The Potential Privation of Section 2 

The GOP’s other primary line of attack on Section 2 is that only the Attorney General, not private plaintiffs like voters or voting-rights advocates, can sue to enforce the law. Section 2, goes the claim, contains no “private right of action.”

Last year, the 8th U.S. Circuit Court of Appeals agreed with that argument in an Arkansas case, effectively gutting Section 2 in Arkansas, Iowa, Minnesota, Missouri, Nebraska, North Dakota and South Dakota.

While the plaintiffs in that case decided against appealing to the Supreme Court, fearing it would entrench the decision across the entire nation, another group is pressing ahead this year. 

Native Americans led by Turtle Mountain Band of Chippewa Indians had successfully challenged North Dakota’s state legislative maps both under the VRA’s Section 2 and Section 1983 — the provision of the U.S. Code that allows citizens to sue the government when their civil rights are deprived. They won, leading to a VRA-compliant map being used in 2024. But North Dakota appealed to the 8th Circuit, which echoed its decision last year and held that private plaintiffs can’t bring Section 2 claims via Section 1983. In response, the tribes are appealing to the Supreme Court, which agreed to pause the 8th Circuit’s ruling in North Dakota while it deliberates. 

As that has been happening, Mississippi also asked the Supreme Court to rule on a private right of action, appealing a 5th Circuit Court of Appeals decision.  And Alabama is still fighting Milligan v. Allen, recently asking the Supreme Court to consider new arguments to reverse the 5th Circuit determination that there is a private right of action, while also raising the constitutional questions at stake in Callais. 

Since 1982, more than 400 Section 2 cases have been litigated in federal court, leading to 182 successful challenges, according to data compiled by University of Michigan researchers. Of those, only 15 were brought by the Attorney General alone. “If private plaintiffs can’t sue, that basically makes Section 2 a dead letter,” Stephanopoulos said.

That’s especially true under the current administration.
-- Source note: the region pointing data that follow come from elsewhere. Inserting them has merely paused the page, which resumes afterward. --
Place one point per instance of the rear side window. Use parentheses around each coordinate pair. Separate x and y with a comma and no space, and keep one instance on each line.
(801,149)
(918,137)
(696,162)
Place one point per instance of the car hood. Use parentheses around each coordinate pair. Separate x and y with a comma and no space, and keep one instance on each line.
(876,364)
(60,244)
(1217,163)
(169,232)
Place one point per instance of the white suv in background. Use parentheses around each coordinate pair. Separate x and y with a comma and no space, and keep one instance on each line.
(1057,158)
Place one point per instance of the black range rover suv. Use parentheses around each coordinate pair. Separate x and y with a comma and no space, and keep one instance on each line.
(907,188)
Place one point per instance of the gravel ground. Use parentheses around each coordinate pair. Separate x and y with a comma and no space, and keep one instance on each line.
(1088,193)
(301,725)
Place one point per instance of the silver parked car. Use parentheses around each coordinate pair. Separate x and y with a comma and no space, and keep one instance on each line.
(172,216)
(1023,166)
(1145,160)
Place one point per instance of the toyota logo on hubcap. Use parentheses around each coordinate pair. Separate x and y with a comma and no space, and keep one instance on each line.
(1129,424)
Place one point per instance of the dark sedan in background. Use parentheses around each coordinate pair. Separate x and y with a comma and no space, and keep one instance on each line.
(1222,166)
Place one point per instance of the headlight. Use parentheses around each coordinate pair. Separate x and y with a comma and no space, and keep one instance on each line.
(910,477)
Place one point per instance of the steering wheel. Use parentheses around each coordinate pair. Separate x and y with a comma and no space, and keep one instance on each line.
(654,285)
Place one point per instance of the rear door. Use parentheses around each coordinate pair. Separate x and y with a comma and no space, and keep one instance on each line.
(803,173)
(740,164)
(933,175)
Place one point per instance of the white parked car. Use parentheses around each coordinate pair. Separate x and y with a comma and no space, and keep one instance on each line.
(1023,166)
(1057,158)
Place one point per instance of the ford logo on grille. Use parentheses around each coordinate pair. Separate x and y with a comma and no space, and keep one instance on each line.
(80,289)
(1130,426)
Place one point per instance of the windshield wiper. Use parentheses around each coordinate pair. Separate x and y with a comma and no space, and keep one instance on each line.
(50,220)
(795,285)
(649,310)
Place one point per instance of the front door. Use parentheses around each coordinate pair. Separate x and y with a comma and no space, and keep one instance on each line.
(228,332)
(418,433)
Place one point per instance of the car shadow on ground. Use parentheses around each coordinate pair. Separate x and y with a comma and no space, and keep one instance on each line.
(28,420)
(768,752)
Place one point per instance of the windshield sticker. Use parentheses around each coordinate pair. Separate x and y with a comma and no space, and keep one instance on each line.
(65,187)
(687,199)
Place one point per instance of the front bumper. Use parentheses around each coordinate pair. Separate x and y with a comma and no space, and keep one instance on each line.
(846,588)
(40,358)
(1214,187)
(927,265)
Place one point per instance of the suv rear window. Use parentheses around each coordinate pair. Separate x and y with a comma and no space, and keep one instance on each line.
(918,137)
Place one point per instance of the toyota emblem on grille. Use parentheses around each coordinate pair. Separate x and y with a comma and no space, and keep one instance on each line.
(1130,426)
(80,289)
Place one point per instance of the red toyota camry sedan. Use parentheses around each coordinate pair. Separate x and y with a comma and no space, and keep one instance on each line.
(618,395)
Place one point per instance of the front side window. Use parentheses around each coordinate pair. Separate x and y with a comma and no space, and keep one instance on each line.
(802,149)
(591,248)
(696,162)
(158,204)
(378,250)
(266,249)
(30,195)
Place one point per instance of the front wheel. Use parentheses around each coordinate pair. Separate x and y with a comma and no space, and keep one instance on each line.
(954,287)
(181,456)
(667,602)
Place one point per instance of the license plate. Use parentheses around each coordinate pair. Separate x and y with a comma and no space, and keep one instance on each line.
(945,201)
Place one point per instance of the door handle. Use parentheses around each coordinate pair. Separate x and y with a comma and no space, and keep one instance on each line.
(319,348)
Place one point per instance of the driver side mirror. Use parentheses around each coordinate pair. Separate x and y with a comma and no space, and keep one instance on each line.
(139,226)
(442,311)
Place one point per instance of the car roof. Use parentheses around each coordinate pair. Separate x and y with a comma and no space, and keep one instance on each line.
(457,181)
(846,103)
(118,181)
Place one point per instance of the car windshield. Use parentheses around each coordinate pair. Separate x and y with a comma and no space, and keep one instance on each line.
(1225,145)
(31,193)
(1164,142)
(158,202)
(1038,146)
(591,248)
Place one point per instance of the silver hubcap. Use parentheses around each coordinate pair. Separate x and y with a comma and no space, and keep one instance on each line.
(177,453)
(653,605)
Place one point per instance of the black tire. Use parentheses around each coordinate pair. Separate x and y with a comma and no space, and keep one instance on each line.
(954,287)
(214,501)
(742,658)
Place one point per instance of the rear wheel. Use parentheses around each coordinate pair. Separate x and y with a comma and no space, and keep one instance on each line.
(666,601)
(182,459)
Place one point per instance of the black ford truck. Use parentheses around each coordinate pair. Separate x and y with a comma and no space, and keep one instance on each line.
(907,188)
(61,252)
Under Attorney General Pam Bondi, the Department of Justice has reversed its position on numerous voting rights cases, including Callais

Similarly, the 8th Circuit also ruled this summer that the VRA’s Section 208, which ensures that voters who have disabilities or limited English proficiency can get help casting their ballots, also does not explicitly provide a private right of action. That decision upheld an Arkansas law that makes it a crime for someone other than a poll worker to assist more than six people cast their ballots. A day later, the RNC urged the 5th Circuit to adopt the same interpretation. 

The VRA made the fight for democratic rights a federal issue, Keyssar noted. Even if the courts don’t gut Section 2 completely, preventing private actors from suing would leave the law’s enforcement in the hands of lawyers who appear more worried about claims of “DEI racism,” than voting dilution. 

“The federal government itself is retreating to a hands off stance towards voting rights and the law of democracy,” Keyssar said.